Good film-forming is another one of the sodium carboxymethyl cellulose properties. Generally, the films made of CMC with high viscosity and high molecular weight have high strength and high flexibility. It is this performance that is used in some industries. The film formed by mixing resin and CMC using some aqueous solutions can be dried and plasticized to become a water-insoluble film product.

3. Battery grade sodium carboxymethyl cellulose

Substituting carboxymethyl cellulose sodium system for polyvinylidene fluoride (PVDF) used in traditional battery production can reduce costs and reduce pollution. At the same time, because the production process does not require environmental humidity, the battery capacity can be increased and the cycle life can be extended.
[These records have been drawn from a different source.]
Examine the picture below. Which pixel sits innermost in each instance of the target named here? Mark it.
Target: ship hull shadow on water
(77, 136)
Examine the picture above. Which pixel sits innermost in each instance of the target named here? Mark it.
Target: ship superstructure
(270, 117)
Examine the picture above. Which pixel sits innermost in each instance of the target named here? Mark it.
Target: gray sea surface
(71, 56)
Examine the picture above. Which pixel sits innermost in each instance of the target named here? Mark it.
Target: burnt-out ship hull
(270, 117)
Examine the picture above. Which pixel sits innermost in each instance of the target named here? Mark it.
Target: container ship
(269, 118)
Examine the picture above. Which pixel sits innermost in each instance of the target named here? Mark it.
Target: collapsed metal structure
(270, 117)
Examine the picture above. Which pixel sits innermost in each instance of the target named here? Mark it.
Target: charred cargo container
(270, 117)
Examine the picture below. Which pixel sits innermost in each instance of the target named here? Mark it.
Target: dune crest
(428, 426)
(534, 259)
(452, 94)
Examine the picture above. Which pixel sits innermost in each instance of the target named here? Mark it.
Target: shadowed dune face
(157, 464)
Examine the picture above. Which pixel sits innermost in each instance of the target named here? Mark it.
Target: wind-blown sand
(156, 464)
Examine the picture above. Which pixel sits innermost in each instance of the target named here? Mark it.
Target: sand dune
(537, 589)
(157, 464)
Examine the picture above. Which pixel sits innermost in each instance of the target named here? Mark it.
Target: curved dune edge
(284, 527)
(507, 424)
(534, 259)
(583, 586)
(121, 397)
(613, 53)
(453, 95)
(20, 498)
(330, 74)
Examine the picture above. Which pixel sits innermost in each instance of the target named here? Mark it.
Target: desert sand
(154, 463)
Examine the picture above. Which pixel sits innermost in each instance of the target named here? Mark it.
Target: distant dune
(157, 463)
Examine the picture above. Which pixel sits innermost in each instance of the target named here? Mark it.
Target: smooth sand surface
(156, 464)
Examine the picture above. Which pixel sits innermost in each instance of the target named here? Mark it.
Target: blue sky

At the end of battery life, sodium carboxymethyl cellulose is easier to decompose than PVDF. When studying the cyclic voltammetry curves of polysulfonate (AQ) based electrodes when using different binders. Among them, the peak potential difference of the oxidation-reduction peak of sodium carboxymethyl cellulose is smaller than when PVDF is used, indicating that the reaction is less hindered, and the sodium carboxymethyl cellulose binder is more conducive to the occurrence of redox. Sodium carboxymethyl cellulose as a binder can be used in different types of electrode materials such as natural graphite, mesocarbon microspheres, lithium titanate, tin-based silicon-based anode materials and lithium iron carbonate cathode materials, which can increase battery capacity, cycle stability and cycle life are improved compared to when PVDF is used.